Thursday, February 3, 2011

Capacitors


These guys get so owned.

Wednesday, May 5, 2010




It's finally the AP Exam, the test that we have all been looking forward to for the entire year. When somebody other than doc! is standing in front of the room. Several days ago, I discovered this neat contraption in my room, evidently spoils of a long forgotten war. Apparently this is a contraption for magnifying images, up to 10 times the original size. The apparatus is merely a fancy convex lens. Two single sided convex lens are separated by a space of air which increases the magnification of the two lens by increasing the distance between the two focal points. The lens are also protected by some sort of metal casing, in case someone inadvertently drops the magnifying glass into a pool of sulfuric acid.

Friday, April 30, 2010

A Strange Week and Equally Strange Foodstuffs

I have to say, that the last week was the weirdest one I have experienced this year, bar none. First of all, recurring dreams of a hit-man who would rip the door to my house off its hinges plagued me every night. Another thing is that I got into this Babybel cheese shown in the picture. These items of food are first wrapped in a layer of wax and then a plastic sheet. The first time I popped open the plastic wrap, I accidentally bit and chewed the wax, giving me some stomach problems. After a while, I began to notice that mashing the wax between my fingers would make it warmer. I believe that this is because the friction of the wax grates upon itself and produces heat energy. This also brings us to the question: why does a rubber band heat up when stretched? Consider Gibb's free energy. ΔG=ΔH-TΔS, where G is the free energy, H is the enthalpy, and S is the entropy. Since stretching is nonspontaneous, as it requires an external heat, TΔS must be negative. Since T is always positive (it can never reach absolute zero ), the ΔS must be negative, inferring that the rubber in its natural state is more entangled than when it is under tension. So it heats up! Wow! Just another way to warm yourself up when you accidentally fall into the Sea of Japan.

Thursday, April 22, 2010

Extra-Bitter Chocolate Sauce

Today I went over to the trays situated near the exit of doc!'s room to acquire my epic fornications (quizzes) of yesterday. Residing near the trays was a silver pan filled with a pink and orangery substance which turned out to be cake. Next to the pan was a jar of EXTRA-BITTER CHOCOLATE SAUCE. While disappointingly unbitter, the sauce was very viscous due to the chemical properties of its molecules. After examining the sauce, Brian went home and got a face-lift.

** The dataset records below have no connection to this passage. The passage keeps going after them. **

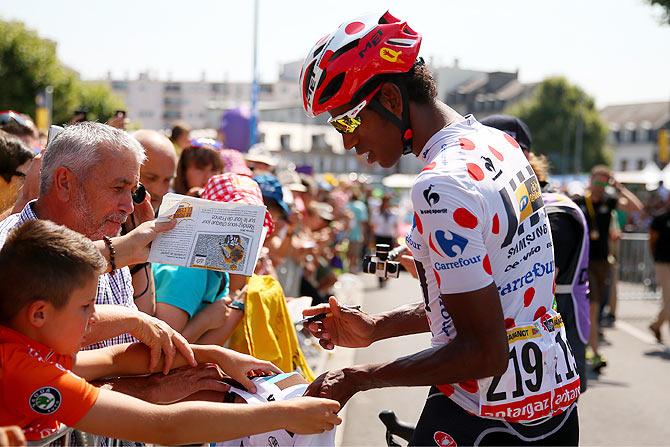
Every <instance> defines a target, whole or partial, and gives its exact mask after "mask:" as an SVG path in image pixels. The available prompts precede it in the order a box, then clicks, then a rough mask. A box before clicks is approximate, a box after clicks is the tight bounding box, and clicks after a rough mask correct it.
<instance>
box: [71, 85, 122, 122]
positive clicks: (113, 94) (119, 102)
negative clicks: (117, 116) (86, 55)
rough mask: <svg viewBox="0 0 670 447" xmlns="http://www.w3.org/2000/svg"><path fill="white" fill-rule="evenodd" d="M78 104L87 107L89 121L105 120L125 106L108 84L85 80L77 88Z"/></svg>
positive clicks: (81, 105)
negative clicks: (84, 81) (78, 102)
mask: <svg viewBox="0 0 670 447" xmlns="http://www.w3.org/2000/svg"><path fill="white" fill-rule="evenodd" d="M78 99H79V105H80V106H82V107H86V108H87V109H88V119H89V120H90V121H100V122H102V123H104V122H106V121H107V120H108V119H109V118H111V117H112V116H113V115H114V112H116V111H117V110H122V109H124V108H125V106H124V104H123V101H122V100H121V99H120V98H119V97H118V96H116V95H114V94H113V93H112V91H111V90H110V88H109V86H107V85H106V84H101V83H94V82H85V83H82V85H81V88H80V90H79V95H78Z"/></svg>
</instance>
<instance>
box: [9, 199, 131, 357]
mask: <svg viewBox="0 0 670 447" xmlns="http://www.w3.org/2000/svg"><path fill="white" fill-rule="evenodd" d="M34 203H35V200H33V201H31V202H29V203H28V204H27V205H26V206H25V207H24V208H23V211H21V212H20V213H18V214H12V215H11V216H8V217H7V218H6V219H5V220H3V221H2V222H0V248H1V247H2V246H3V245H5V241H6V240H7V235H8V234H9V232H10V231H11V230H13V229H14V228H17V227H19V226H21V225H23V224H24V223H26V222H27V221H29V220H36V219H38V217H37V215H36V214H35V212H34V211H33V204H34ZM95 303H96V304H115V305H118V306H125V307H129V308H131V309H133V310H137V306H135V301H134V300H133V284H132V278H131V276H130V269H128V267H123V268H121V269H117V270H114V271H113V272H111V273H104V274H102V275H100V278H99V280H98V295H97V297H96V300H95ZM136 341H137V340H136V339H135V338H134V337H132V336H131V335H129V334H122V335H119V336H116V337H114V338H110V339H109V340H104V341H101V342H98V343H94V344H92V345H89V346H86V347H85V348H84V349H86V350H89V349H98V348H104V347H106V346H112V345H117V344H120V343H134V342H136Z"/></svg>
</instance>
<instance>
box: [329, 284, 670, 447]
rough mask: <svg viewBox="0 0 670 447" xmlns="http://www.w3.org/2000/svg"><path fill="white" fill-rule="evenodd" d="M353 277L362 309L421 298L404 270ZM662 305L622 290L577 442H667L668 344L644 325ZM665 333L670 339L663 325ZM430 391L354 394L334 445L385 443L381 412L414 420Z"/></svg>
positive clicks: (338, 364)
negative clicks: (361, 289)
mask: <svg viewBox="0 0 670 447" xmlns="http://www.w3.org/2000/svg"><path fill="white" fill-rule="evenodd" d="M358 278H359V280H360V281H361V284H362V286H363V287H362V291H363V293H362V294H360V295H361V298H359V299H358V300H357V301H358V302H359V303H360V304H362V306H363V309H364V310H365V311H367V312H371V313H375V312H381V311H384V310H387V309H391V308H393V307H396V306H399V305H402V304H407V303H410V302H416V301H418V300H420V290H419V287H418V283H417V282H416V281H415V280H413V279H412V278H411V277H409V276H408V275H402V276H401V277H400V278H399V279H396V280H393V281H391V282H389V283H388V285H387V287H386V288H384V289H379V288H377V284H376V280H375V278H374V277H371V276H369V275H364V276H359V277H358ZM624 295H625V294H624ZM659 305H660V303H659V301H658V300H640V299H637V298H636V299H627V297H626V296H621V297H620V300H619V306H618V311H617V312H618V315H617V321H616V323H615V324H614V326H613V327H611V328H605V329H604V341H603V345H602V353H603V354H604V355H605V356H606V358H607V360H608V366H607V367H606V368H604V369H603V371H602V373H601V374H600V375H599V376H597V375H595V374H593V373H590V375H589V389H588V390H587V391H586V393H585V394H583V395H582V397H581V398H580V401H579V416H580V440H581V444H582V445H598V446H604V445H607V446H611V445H626V446H638V445H643V446H656V445H670V421H669V420H668V416H670V347H669V346H668V345H662V344H657V343H656V342H655V340H654V338H653V336H652V335H651V333H650V332H649V330H648V329H647V326H648V324H649V322H650V321H651V320H652V319H653V317H654V316H655V315H656V313H657V312H658V309H659ZM663 335H664V339H665V340H668V341H670V331H668V327H667V325H666V327H665V328H664V329H663ZM429 340H430V338H429V336H428V334H420V335H413V336H408V337H403V338H398V339H393V340H385V341H382V342H379V343H376V344H374V345H372V346H371V347H368V348H365V349H346V348H336V350H335V351H334V352H333V353H329V354H328V355H327V356H325V357H324V362H323V369H332V368H338V367H343V366H347V365H351V364H361V363H376V362H384V361H387V360H392V359H394V358H397V357H399V356H402V355H406V354H411V353H413V352H417V351H419V350H421V349H424V348H426V347H428V346H429ZM427 391H428V388H427V387H416V388H388V389H383V390H373V391H367V392H365V393H360V394H358V395H356V396H354V397H353V398H352V399H351V400H350V401H349V403H348V404H347V406H346V407H345V410H344V411H343V412H342V415H343V418H344V424H343V426H342V427H341V428H340V429H339V432H338V436H337V445H342V446H371V445H376V446H379V445H385V440H384V433H385V430H384V427H383V425H382V423H381V422H380V421H379V419H378V417H377V415H378V413H379V412H380V411H382V410H392V411H394V412H395V413H396V414H397V415H398V417H399V418H400V419H401V420H404V421H407V422H410V423H412V424H414V423H416V421H417V419H418V417H419V414H420V413H421V409H422V407H423V403H424V400H425V397H426V394H427Z"/></svg>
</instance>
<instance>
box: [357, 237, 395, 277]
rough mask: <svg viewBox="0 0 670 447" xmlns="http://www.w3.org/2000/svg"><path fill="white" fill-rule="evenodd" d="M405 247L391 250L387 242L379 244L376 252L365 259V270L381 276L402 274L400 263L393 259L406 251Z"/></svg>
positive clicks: (379, 276) (387, 276) (372, 273)
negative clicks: (385, 242) (372, 254)
mask: <svg viewBox="0 0 670 447" xmlns="http://www.w3.org/2000/svg"><path fill="white" fill-rule="evenodd" d="M404 249H405V247H398V248H396V249H394V250H391V247H390V246H389V245H387V244H377V245H376V247H375V254H374V255H372V256H366V257H365V258H364V259H363V271H364V272H365V273H371V274H373V275H375V276H378V277H380V278H397V277H398V276H400V263H399V262H396V261H393V259H395V257H396V256H398V255H399V254H400V253H402V252H403V251H404Z"/></svg>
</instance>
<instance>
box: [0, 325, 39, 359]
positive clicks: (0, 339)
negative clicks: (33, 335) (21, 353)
mask: <svg viewBox="0 0 670 447" xmlns="http://www.w3.org/2000/svg"><path fill="white" fill-rule="evenodd" d="M0 343H16V344H20V345H24V346H30V347H31V348H34V349H36V350H38V351H39V353H40V354H42V355H46V354H48V353H49V352H51V351H52V349H51V348H50V347H48V346H46V345H43V344H42V343H40V342H38V341H35V340H33V339H32V338H30V337H28V336H27V335H25V334H22V333H21V332H19V331H16V330H14V329H12V328H10V327H7V326H0Z"/></svg>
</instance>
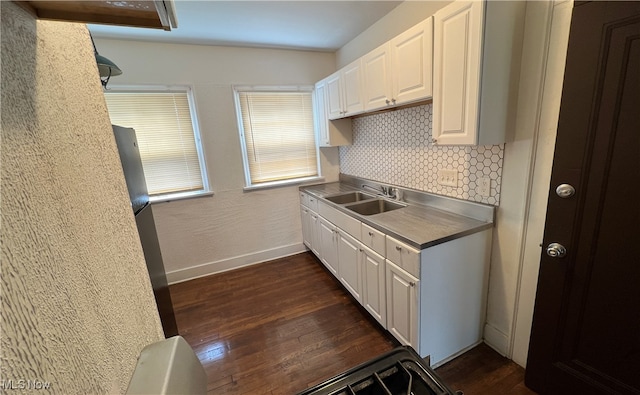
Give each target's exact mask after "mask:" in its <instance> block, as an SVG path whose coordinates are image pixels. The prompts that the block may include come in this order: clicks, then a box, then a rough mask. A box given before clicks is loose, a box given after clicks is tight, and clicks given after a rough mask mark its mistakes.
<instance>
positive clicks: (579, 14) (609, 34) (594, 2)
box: [525, 2, 640, 394]
mask: <svg viewBox="0 0 640 395" xmlns="http://www.w3.org/2000/svg"><path fill="white" fill-rule="evenodd" d="M561 184H569V185H571V186H573V187H574V188H575V194H574V195H572V196H569V197H561V196H559V195H558V193H557V192H556V188H557V187H558V186H560V185H561ZM639 185H640V2H586V3H585V2H576V4H575V7H574V11H573V17H572V22H571V30H570V35H569V49H568V53H567V64H566V71H565V77H564V86H563V92H562V103H561V106H560V118H559V123H558V137H557V140H556V150H555V157H554V162H553V172H552V176H551V188H550V191H549V205H548V210H547V218H546V227H545V234H544V241H543V251H542V258H541V262H540V275H539V278H538V291H537V295H536V306H535V311H534V319H533V328H532V333H531V343H530V347H529V360H528V362H527V371H526V381H525V382H526V384H527V386H529V387H530V388H532V389H534V390H535V391H537V392H539V393H541V394H555V393H562V394H607V393H621V394H640V188H639ZM552 243H558V244H561V245H563V246H564V247H566V255H565V256H564V257H551V256H549V255H548V254H547V251H546V250H547V246H549V245H550V244H552ZM560 250H561V249H560V248H556V249H551V250H550V253H551V254H552V255H553V254H556V255H557V254H559V253H560Z"/></svg>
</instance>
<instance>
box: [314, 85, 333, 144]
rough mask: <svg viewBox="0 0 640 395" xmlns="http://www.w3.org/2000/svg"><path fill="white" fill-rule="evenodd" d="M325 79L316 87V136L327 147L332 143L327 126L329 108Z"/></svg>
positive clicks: (315, 96) (314, 96)
mask: <svg viewBox="0 0 640 395" xmlns="http://www.w3.org/2000/svg"><path fill="white" fill-rule="evenodd" d="M325 90H326V83H325V81H320V82H318V83H317V84H316V89H315V95H314V98H315V102H314V110H315V111H314V120H315V126H316V136H317V138H318V145H319V146H321V147H326V146H328V145H329V144H330V141H329V130H328V128H327V108H326V100H325Z"/></svg>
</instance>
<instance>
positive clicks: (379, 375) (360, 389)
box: [299, 347, 455, 395]
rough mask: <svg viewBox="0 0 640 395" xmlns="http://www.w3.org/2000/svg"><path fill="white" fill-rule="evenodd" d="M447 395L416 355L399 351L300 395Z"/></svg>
mask: <svg viewBox="0 0 640 395" xmlns="http://www.w3.org/2000/svg"><path fill="white" fill-rule="evenodd" d="M312 394H313V395H320V394H322V395H447V394H455V393H454V392H452V391H451V390H450V389H449V388H448V387H447V386H446V385H445V384H444V383H442V381H441V380H440V378H439V377H438V376H437V375H436V374H435V372H434V371H433V370H431V368H429V367H428V366H427V365H426V364H425V363H424V361H423V360H422V359H421V358H420V357H419V356H418V354H417V353H416V352H415V351H414V350H413V349H410V348H408V347H399V348H397V349H395V350H393V351H391V352H389V353H387V354H384V355H382V356H381V357H378V358H376V359H374V360H372V361H369V362H367V363H365V364H363V365H360V366H358V367H356V368H354V369H351V370H349V371H348V372H345V373H343V374H341V375H338V376H336V377H334V378H332V379H329V380H327V381H326V382H324V383H321V384H318V385H317V386H315V387H313V388H310V389H309V390H307V391H305V392H302V393H300V394H299V395H312Z"/></svg>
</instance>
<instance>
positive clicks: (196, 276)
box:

Shortly afterwards, I met this suspicious supporter of Nazism perusing a totalitarian novel on a bench. Notice how the poles beneath the bench provide support so that the normal force of the bench will be equal to his weight. Were the poles removed, the torque placed upon the screws attaching the bench to the wall would be too great, and the whole structure would readily collapse. When I approached the strange and evil lad, he transformed, showing his true colors, thereby chasing be back to doc!'s room to record my experiences.

Evil form:

Thursday, April 15, 2010

The Shaving

Traditionally, after the Iolani math team wins the Oahu Math League championship, the captains violently shave the Admiral's head. This year, the captains were William Chambers, Sean Cockey, Anders Lee, and Mark Williams. I believe none of them has had previous experience with hairstyling. The primary mechanism in the hair cutter is a grating that will trap the hair in holes while blades whittle away at the black stems. An extension can be placed on the shaver in order to change the length of the hair being shaved off. This allows a hairstylist to design a pattern as the one shown below.

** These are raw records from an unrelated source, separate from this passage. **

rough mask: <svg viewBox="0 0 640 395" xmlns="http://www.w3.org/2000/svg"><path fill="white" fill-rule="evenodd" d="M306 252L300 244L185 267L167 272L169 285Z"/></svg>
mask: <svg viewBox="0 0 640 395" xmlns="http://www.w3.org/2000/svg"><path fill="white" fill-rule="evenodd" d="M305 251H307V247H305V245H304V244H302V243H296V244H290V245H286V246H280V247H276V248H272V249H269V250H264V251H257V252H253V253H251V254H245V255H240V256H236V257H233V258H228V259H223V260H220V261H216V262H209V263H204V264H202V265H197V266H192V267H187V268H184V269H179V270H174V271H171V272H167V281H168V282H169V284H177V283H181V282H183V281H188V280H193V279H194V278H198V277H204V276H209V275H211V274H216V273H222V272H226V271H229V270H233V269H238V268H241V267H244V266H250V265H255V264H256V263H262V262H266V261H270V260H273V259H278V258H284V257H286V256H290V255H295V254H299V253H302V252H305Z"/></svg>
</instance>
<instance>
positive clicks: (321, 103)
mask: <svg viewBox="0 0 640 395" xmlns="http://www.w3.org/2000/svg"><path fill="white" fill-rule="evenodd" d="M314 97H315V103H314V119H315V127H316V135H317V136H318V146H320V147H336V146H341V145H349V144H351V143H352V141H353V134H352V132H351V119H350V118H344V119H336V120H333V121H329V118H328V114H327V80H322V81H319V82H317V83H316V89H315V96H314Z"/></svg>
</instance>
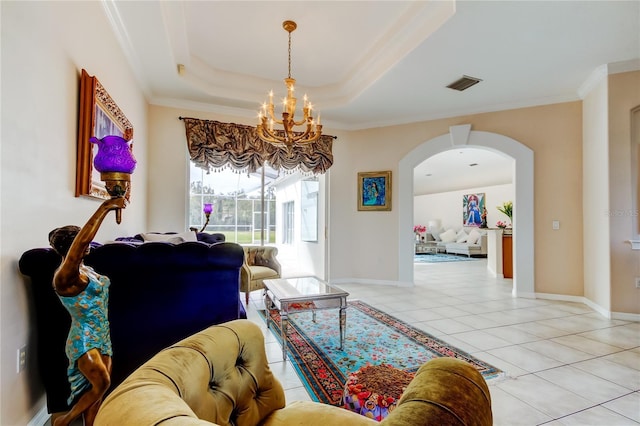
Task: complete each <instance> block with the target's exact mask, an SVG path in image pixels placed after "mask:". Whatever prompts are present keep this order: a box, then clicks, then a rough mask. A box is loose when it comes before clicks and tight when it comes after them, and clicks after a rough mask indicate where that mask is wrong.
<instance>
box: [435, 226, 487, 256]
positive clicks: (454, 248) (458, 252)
mask: <svg viewBox="0 0 640 426" xmlns="http://www.w3.org/2000/svg"><path fill="white" fill-rule="evenodd" d="M435 234H436V235H434V237H435V239H436V250H437V251H438V252H441V251H444V252H447V253H449V254H464V255H466V256H468V257H471V256H486V255H487V232H486V230H484V229H479V228H462V229H460V230H459V231H458V232H456V231H455V230H454V229H453V228H450V229H447V230H446V231H444V232H441V233H435Z"/></svg>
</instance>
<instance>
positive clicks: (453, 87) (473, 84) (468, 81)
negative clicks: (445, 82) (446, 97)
mask: <svg viewBox="0 0 640 426" xmlns="http://www.w3.org/2000/svg"><path fill="white" fill-rule="evenodd" d="M481 81H482V79H479V78H476V77H470V76H468V75H463V76H462V78H459V79H458V80H456V81H454V82H453V83H451V84H449V85H448V86H447V87H448V88H449V89H453V90H457V91H459V92H462V91H463V90H467V89H468V88H469V87H471V86H473V85H474V84H478V83H480V82H481Z"/></svg>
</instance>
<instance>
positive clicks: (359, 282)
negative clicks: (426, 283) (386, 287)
mask: <svg viewBox="0 0 640 426" xmlns="http://www.w3.org/2000/svg"><path fill="white" fill-rule="evenodd" d="M329 282H330V283H331V284H373V285H387V286H395V287H413V286H414V284H413V283H412V282H408V281H406V282H405V281H391V280H372V279H370V278H338V279H335V280H329Z"/></svg>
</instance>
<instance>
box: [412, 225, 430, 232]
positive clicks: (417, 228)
mask: <svg viewBox="0 0 640 426" xmlns="http://www.w3.org/2000/svg"><path fill="white" fill-rule="evenodd" d="M413 232H414V233H416V234H422V233H423V232H427V227H426V226H424V225H416V226H414V227H413Z"/></svg>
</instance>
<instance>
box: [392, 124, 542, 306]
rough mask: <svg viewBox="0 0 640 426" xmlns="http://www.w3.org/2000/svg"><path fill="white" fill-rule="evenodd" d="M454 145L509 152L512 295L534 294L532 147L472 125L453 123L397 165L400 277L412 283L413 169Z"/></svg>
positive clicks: (398, 266)
mask: <svg viewBox="0 0 640 426" xmlns="http://www.w3.org/2000/svg"><path fill="white" fill-rule="evenodd" d="M452 147H475V148H483V149H488V150H492V151H495V152H500V153H502V154H506V155H508V156H510V157H511V158H513V159H514V160H515V161H514V170H513V176H514V193H515V199H514V205H515V208H514V216H513V234H514V235H513V246H514V248H513V263H514V265H513V269H514V279H513V295H514V296H519V297H535V286H534V261H533V260H534V241H533V235H534V234H533V218H534V216H533V208H534V205H533V151H532V150H531V149H529V148H528V147H526V146H524V145H523V144H521V143H520V142H518V141H516V140H514V139H511V138H509V137H507V136H503V135H500V134H497V133H490V132H480V131H472V130H471V125H469V124H467V125H461V126H452V127H451V128H450V129H449V133H447V134H444V135H442V136H438V137H436V138H433V139H431V140H429V141H426V142H424V143H423V144H421V145H419V146H417V147H416V148H414V149H413V150H412V151H411V152H409V153H408V154H407V155H406V156H405V157H404V158H402V159H401V160H400V162H399V165H398V175H399V177H398V180H399V185H398V192H399V195H398V201H399V202H398V205H399V208H398V216H399V218H398V225H399V228H398V229H399V232H398V234H399V242H398V244H399V249H398V267H399V270H398V280H399V281H400V282H402V283H411V284H413V246H412V235H411V233H408V232H406V230H407V229H411V226H412V223H413V169H414V167H415V166H417V165H418V164H419V163H420V162H422V161H424V160H425V159H426V158H429V157H431V156H433V155H435V154H438V153H440V152H443V151H447V150H449V149H451V148H452Z"/></svg>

The blades inside the shaver work as they are moving very fast and they have a sharp cutting edge. Since pressure is force over area, when force is large and area is small, the cutting power is optimized. But such power cannot be maintained forever. The blades will eventually dull and the surface area will be increased. That is why replacement blades must be bought every once in a while.

Thursday, April 8, 2010

BuckyBalls

In Physics class this week, the class was beleaguered with a torrent of strange and challenging labs. Amidst the cacophony of the classroom, some equally cacophonous lab partners discovered a chain of silver beads: BuckyBalls. While these BuckyBalls may be arranged into any conceivable arrangement, their secret is not so grand. Each ball is simply a magnetic dipole with a North and a South side. The fields of each individual ball interacts with all the other ones in order to form an undulating mass of metal. Some people like to make regular shapes with the BuckyBalls while others are content with mashing the poor spheres between their hands.

Thursday, April 1, 2010

A Cow



It was brown.
As usual, I leave my house for school at 4:00 a.m. sharp on most school days. I have seen this strange contraption many times, but have hesitated to take a picture for fear of scaring the residents of this dwelling with my flash. Note that the dish in the image is a parabolic reflector. Electromagnetic waves from a satellite source will be beamed at a relatively infinite distance, making the waves parallel. The waves are then reflected to the focus of the parabola, where that receptor thingy is. This will ensure a clear image or sound on what ever appliance the family is using. I don't want to talk about the geosynchronous satellite that is providing this dish with electromagnetic waves, for fear of disturbing the mv^2/r.